Why Do People Convert?

This is a question that Ana Marie Cox will be exploring on With Friends Like These over the next few weeks. In the first episode she asked social psychologist Carol Tavris what brings people to the point where conversion is an option. The answer is that we don’t really know because there is a great deal of variability in the conditions for conversion. What we do know is that at some point the person who decides to convert decides that the views or beliefs that they are converting from were for a mistake. Arguments and Twitter shaming doesn’t do the job. Facts won’t convert anyone at all. That’s rare. Somewhere in the circuits of survival instincts and emotional states is where conversion happens.

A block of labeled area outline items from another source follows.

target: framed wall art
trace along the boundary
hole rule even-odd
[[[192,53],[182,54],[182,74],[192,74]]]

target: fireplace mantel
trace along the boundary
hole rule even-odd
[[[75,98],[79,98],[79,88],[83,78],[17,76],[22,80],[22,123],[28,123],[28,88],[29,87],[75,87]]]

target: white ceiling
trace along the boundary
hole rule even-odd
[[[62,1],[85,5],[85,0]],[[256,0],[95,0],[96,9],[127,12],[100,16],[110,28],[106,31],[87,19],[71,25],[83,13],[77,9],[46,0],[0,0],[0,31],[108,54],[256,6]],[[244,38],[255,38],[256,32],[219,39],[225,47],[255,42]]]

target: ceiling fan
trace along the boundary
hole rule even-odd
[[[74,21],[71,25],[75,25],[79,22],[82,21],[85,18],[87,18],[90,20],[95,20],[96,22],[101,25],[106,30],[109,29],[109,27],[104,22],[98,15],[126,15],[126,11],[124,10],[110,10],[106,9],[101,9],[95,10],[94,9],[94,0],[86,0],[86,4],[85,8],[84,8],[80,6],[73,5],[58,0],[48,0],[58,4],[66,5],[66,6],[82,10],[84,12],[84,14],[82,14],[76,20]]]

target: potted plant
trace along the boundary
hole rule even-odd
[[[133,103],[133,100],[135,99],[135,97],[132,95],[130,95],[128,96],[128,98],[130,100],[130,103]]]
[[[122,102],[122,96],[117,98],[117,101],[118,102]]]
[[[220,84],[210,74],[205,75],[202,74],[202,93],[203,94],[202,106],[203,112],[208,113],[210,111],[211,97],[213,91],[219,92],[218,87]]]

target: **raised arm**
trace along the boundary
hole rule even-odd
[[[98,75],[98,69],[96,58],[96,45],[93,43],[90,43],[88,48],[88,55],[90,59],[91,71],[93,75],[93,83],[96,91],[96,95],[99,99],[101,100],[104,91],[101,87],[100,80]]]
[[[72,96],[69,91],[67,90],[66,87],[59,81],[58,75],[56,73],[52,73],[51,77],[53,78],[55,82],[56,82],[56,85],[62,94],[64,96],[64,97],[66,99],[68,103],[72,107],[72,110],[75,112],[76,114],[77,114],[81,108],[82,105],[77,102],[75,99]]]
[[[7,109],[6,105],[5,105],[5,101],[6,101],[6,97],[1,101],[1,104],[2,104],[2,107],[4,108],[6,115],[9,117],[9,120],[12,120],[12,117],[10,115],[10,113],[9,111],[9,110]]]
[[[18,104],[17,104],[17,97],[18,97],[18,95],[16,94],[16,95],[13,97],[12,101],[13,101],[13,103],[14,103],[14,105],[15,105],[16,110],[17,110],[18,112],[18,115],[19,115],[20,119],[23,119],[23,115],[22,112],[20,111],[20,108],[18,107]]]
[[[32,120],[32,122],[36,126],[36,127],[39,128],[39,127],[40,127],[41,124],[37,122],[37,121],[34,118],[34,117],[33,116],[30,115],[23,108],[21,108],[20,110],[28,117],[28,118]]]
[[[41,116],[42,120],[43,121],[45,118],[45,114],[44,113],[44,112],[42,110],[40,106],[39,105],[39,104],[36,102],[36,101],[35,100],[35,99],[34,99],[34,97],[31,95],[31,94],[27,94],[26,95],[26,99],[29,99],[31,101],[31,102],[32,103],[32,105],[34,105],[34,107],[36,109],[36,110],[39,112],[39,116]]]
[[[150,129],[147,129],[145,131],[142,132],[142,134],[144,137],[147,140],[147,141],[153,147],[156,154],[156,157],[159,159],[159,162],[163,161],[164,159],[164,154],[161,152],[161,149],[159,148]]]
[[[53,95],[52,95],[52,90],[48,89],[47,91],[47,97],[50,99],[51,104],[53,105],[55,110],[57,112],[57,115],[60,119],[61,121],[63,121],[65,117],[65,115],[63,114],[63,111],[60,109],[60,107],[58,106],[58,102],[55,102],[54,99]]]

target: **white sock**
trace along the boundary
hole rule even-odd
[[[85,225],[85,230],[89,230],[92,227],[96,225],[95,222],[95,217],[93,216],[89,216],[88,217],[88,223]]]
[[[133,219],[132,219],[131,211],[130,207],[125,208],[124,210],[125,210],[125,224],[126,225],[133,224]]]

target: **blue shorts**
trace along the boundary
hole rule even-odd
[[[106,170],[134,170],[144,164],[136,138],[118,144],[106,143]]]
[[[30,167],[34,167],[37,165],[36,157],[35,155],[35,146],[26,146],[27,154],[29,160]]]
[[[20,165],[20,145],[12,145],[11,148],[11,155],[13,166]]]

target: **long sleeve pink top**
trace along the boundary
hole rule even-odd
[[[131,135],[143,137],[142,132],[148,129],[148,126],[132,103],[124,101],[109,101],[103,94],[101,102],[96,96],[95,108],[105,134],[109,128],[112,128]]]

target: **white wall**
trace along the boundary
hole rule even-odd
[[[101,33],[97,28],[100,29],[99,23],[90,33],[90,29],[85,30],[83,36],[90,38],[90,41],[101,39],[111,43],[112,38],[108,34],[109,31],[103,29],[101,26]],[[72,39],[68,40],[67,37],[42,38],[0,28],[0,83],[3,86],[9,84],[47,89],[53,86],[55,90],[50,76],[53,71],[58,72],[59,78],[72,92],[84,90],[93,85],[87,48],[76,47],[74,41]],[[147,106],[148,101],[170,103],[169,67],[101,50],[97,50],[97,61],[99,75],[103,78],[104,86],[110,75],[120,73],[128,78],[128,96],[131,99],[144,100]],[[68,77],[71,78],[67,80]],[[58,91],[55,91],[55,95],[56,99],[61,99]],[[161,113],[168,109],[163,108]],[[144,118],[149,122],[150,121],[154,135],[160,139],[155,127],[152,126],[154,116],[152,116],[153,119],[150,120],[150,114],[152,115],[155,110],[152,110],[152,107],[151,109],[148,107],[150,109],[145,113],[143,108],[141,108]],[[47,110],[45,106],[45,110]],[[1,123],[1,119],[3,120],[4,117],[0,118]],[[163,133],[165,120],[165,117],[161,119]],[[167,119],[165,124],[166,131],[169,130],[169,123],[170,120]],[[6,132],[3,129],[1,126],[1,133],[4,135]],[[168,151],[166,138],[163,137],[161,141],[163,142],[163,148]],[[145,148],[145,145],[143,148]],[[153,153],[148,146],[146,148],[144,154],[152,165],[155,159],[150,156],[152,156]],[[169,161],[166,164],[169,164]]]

I have long thought that to convert from a certain belief needs to be prompted by a kind of discomfort if not suffering that makes continuing that belief uncomfortable. This is certainly the case for addicts. Almost invariably an addict has to undergo enough suffering in the act of addiction that it is just no longer worthwhile to pursue the next high. Interventions are designed to reveal the damage that the addict is doing not only to themselves, but also to those who are closest to them. The threat of isolation is what is so powerful to an addict who is suffering that the idea of going through it alone becomes something that is no longer sustainable no matter how strong the obsession to use and so the addict will make the first attempt at getting clean or die.

Conversion is not always accompanied by suffering. It can also be a more manageable dissonance. Often when a person with strong beliefs experiences that dissonance, they will shore up those beliefs and become more recalcitrant. But some will choose to abandon what they believe even at the expense of abandoning their current social connections and individual identities.

Maybe this has to do with conflicting values. As a young, evangelical seminarian I had to work through the conflict of my evangelical beliefs that rejected homosexuality as sin and my insistence on unconditional love for my sister who had recently came out to me. I chose my sister and decided that my beliefs would have to change because she was far more important than what amounted to faithful hypothesizing regarding the will of God.

When I decided to get sober, it was because my kids and family were more important than the chase which I had let consume my life. Sure the damage had been done by that point and my own mistakes had added up, but it was save myself to save my kids or die and never know how their lives would turn out. Being present was more important than being absent, so I got help.

About four years into sobriety I did not feel right. I felt a continual pressure to discern God’s purpose for my life, a purpose I had never clearly understood and always made me feel depressed, useless, and fairly worthless. I decided my happiness and mental health were more valuable than my beliefs in any God so I dumped them literally as I was buying dog food. I have felt better ever since.

For my own history, conversion has happened at the nexus of strong discomfort or dissonance where my values at the time and entrenched beliefs were at conflict. I chose the new path because family, love, and health were my non-negotiables. Maybe bringing people to conversion is as simple as helping them to see where values conflict with each other and helping them to find a path where one set of values overrules the others.